Intermediaries. When looking more precisely at distance-2 between incident cases and their closest potential infector, and more particularly at the distribution of status of intermediaries (i.e. patients or hospital staff), observed and permutated data differed clearly for both species. More patient intermediaries in the observed data for ESBL-KP and more hospital staff for ESBL-EC (Figure S4) were found.
Sensitivity analyses
Sensitivity of the results to strain definition. As expected, a stricter definition of identity between strains, taking into account S–I or I–R mismatches in addition to S–R, led to identifying more incident-colonization episodes (49 vs. 35 for ESBL-EC and 49 vs. 20 for ESBL-KP, Table 2). With this scenario, lower percentage of episodes were resolved (41% vs. 54% for ESBL-EC and 33% vs. 80% for ESBL-KP), especially for ESBL-KP but in absolute values, almost same numbers of episodes were resolved (20/49 vs. 19/35 for ESBL-EC. and 16/49 vs. 16/20 for ESBL-KP). Pertinently, application of the strict definition did not change previous conclusions. Case-to-potential infector distances differed significantly between the observed and permutated data for ESBL-KP, infectors were found more frequently in direct contact (ratio of 3.1, P = 0.009), and no significant difference for ESBL-EC (P = 0.29).
Sensitivity of the results to the period of investigation. Varying the duration of the investigation period for transmission candidates from 2 up to the entire 25-weeks participation period did not affect the results: more distance-1 than expected by chance were always found for ESBL-KP and never for ESBL-EC (Table 3). The percentages of resolved episodes increased with the investigation-period duration. For instance, for ESBL-KP, 65% of episodes were resolved for the investigation periods was 2-3 weeks, but reached 90% for 8 and 25 weeks.
Simulations of the impact of control measures
We used a mathematical model to assess how control measures would potentially affect our findings. We simulated transmission of an ESBL species in a 100-patient ward over 17 weeks. Without any control measure implemented, the model-predicted cumulative incidence over 4 months was 31% (40/128) patients for ESBL-EC and 19% (24/128 patients) for ESBL-KP, in line with the weekly incidences that were observed during the i-Bird study (Table 2). The four explored illustrative scenarios, based on different levels of isolation and staff hand hygiene, all led to a reduction in incidence. For each control scenario, Figure 2 (Section S7) shows the relative reduction in the 4-month cumulative incidence for both ESBL-EC and ESBL-KP. All scenarios had a significantly larger impact for ESBL-KP than for ESBL-EC, with scenario 3 based on perfect staff hand hygiene being the most effective for both species. Indeed, scenario 3 led to a predicted 39% reduction of the ESBL-KP incidence and a 22% diminution in ESBL-EC incidence, while scenario 1 based on perfect patient isolation led to smaller respective reductions of 14% and 7%. As expected, scenarios 2 and 4 (imperfect compliance) were less effective, with scenario 2 achieving only 12% and 6% reductions of the ESBL-KP and ESBL-EC incidences, respectively.
Discussion
For this study, contact patterns of patients and hospital staff were combined with weekly carriage data to trace the possible routes of resistant Enterobacteriaceae transmission in an LTCF. We found that the human contact network did not correspond to the spread of ESBL-EC, but supported that of ESBL-KP. Those findings suggested that transmission along CPIs is an important driver for ESBL-KP but that it is not the main driver in hospital spread for ESBL-EC. This result is consistent with previous studies investigating the role of patient-to-patient transmission in the Enterobacteriaceae spread (23–25). Because LTCFs can be a hotspot for resistance acquisition (26,27), better understanding of resistant Enterobacteriaceae dissemination in these settings is an important step towards antibiotic-resistance control.

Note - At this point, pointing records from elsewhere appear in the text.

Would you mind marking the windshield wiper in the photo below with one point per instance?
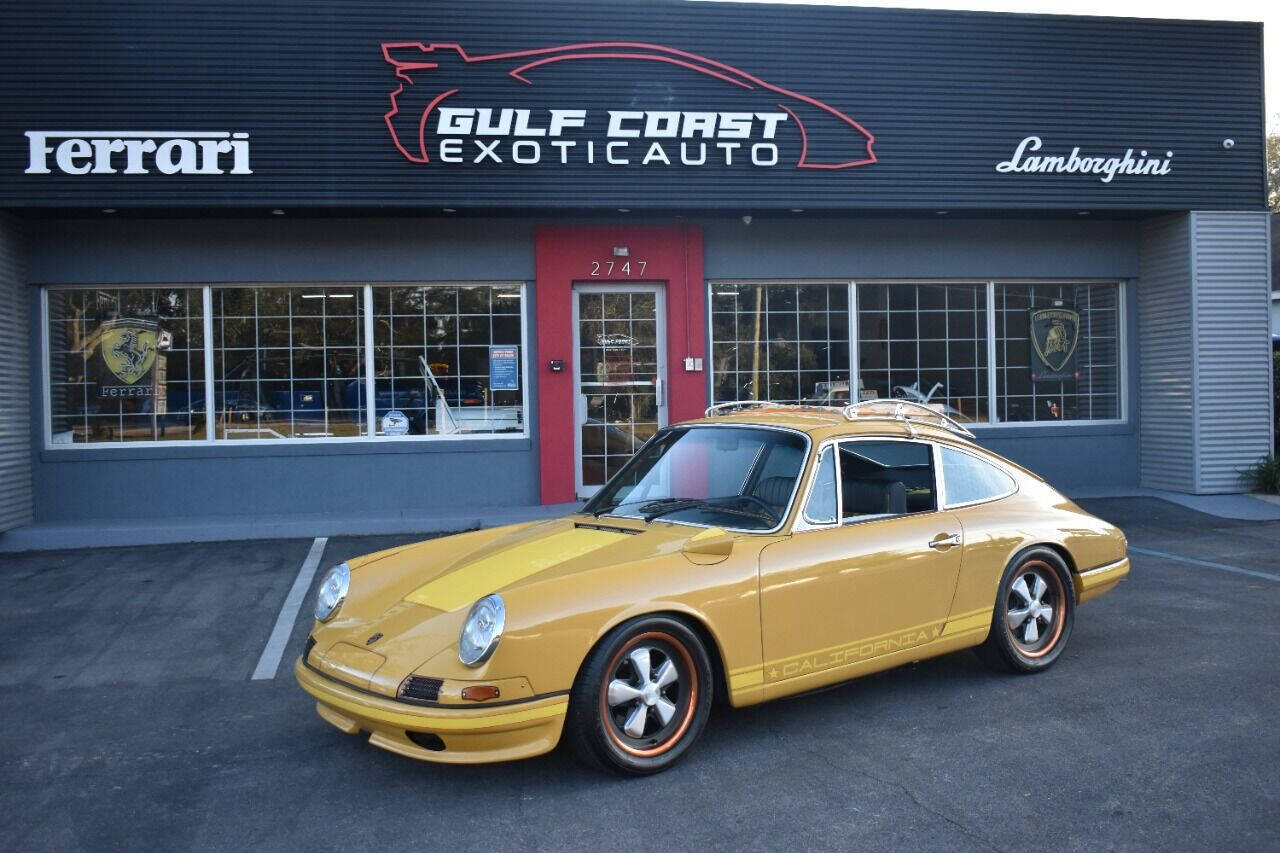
(663, 506)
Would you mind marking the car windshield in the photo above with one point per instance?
(730, 477)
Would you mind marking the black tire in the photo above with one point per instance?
(1047, 614)
(597, 724)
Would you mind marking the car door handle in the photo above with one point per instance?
(945, 541)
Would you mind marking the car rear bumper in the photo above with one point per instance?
(465, 735)
(1096, 582)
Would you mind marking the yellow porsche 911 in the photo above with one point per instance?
(758, 552)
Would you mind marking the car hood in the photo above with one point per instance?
(407, 605)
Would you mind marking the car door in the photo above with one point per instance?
(865, 574)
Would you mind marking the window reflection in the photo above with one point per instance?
(126, 365)
(447, 359)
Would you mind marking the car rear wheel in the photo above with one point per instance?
(641, 697)
(1034, 612)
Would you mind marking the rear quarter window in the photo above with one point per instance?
(969, 479)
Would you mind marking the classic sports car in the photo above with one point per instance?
(755, 553)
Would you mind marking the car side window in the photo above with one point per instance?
(886, 478)
(821, 507)
(969, 479)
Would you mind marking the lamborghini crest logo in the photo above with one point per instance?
(1055, 334)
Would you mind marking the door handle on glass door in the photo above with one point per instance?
(944, 541)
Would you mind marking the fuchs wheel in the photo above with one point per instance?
(1034, 611)
(641, 698)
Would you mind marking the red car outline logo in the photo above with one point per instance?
(526, 60)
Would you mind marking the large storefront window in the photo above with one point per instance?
(126, 365)
(927, 343)
(284, 363)
(1077, 327)
(448, 359)
(1056, 345)
(287, 361)
(780, 342)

In our study, ESBL-EC and ESBL-KP were the dominant species among ESBL-producing Enterobacteriaceae, in accordance with the reported increase of these two species in Europe over the last years (3). The importation and acquisition rates we observed (8% of admitted patients for importation rate and 0.66%/week acquisition rate for E. coli, 1% importation rate and 0.38%/week acquisition rate for K. pneumoniae) were globally higher than those recently reported in a French intensive care unit for ESBL-producing Enterobacteriaceae as a whole (8% importation rate and 0.29%/week acquisition rate) (28). We also observed a relatively high prevalence of ESBL-EC and ESBL-KP colonization among patients, which is consistent with previous findings in LTCFs (29).

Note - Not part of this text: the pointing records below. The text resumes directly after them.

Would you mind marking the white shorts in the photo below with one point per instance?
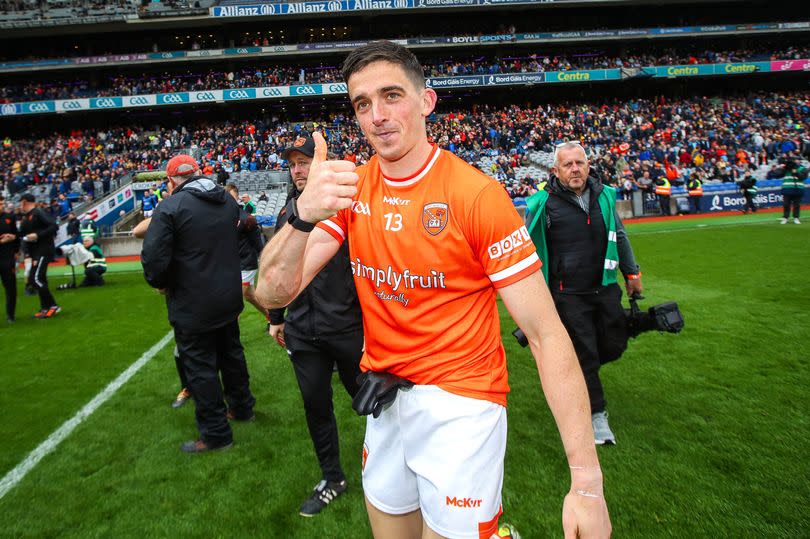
(441, 453)
(248, 277)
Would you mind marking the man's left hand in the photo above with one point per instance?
(634, 287)
(585, 516)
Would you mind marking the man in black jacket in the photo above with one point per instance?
(323, 327)
(581, 240)
(38, 229)
(191, 253)
(9, 245)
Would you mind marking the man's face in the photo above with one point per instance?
(299, 169)
(390, 109)
(572, 168)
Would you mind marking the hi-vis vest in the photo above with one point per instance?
(536, 205)
(89, 230)
(665, 189)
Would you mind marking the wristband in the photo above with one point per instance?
(295, 220)
(587, 493)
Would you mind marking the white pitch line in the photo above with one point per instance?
(16, 475)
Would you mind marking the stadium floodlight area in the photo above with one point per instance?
(35, 13)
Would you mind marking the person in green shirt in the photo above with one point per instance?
(97, 266)
(792, 191)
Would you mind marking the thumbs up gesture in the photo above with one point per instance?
(331, 185)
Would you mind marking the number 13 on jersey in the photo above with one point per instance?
(393, 222)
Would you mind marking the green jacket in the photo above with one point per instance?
(536, 205)
(792, 185)
(98, 259)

Our results suggest that varied selection and dissemination patterns according to ESBL-producing species. On the one hand, most ESBL-KP acquisitions cases were observed in a specific ward as opposed to broad dissemination of ESBL-EC throughout the entire hospital. On the other hand, the diversity of resistance profiles was broader for ESBL-EC than for ESBL-KP, suggesting potentially higher diversity of circulating E. coli clones, which also agrees with other studies (30). The 8-fold difference between observed E. coli and K. pneumoniae importation rates suggests that the majority of ESBL-EC carriers in our study acquired the strain in the community. This could explain the low portion of resolved ESBL-EC episodes found in our results (9). Another possible explanation for the low ESBL-EC-transmission rate along CPIs is that ESBL-EC might have been acquired mostly through endogenous processes (e.g. plasmid exchange within the gut), after potential resistance acquisition from another species or the environment. Indeed, ESBL-EC is known to represent a resistance-gene reservoir in hospitals (31).

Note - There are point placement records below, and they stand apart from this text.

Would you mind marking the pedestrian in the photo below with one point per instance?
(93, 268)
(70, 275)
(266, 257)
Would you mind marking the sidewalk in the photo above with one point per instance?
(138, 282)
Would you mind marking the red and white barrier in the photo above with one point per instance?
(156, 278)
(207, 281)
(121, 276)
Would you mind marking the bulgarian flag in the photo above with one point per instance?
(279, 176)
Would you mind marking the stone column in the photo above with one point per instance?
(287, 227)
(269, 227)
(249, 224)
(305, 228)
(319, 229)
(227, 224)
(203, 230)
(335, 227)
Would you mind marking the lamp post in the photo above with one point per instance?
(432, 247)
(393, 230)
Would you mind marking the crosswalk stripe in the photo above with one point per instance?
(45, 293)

Herein, ESBL-EC and ESBL-KP were analyzed independently, unlike most previous studies in which ESBL-producing Enterobacteriaceae were considered globally, with no species. Although our approach enabled us to highlight the important dissemination differences between the two bacterial species, between-species gene exchanges within a host’s flora were not taken into account, probably contributing to the high unexplained portion of incident colonization episodes with ESBL-EC. Future studies should be designed to specifically assess that question, which will require detailed data on multiple colonization.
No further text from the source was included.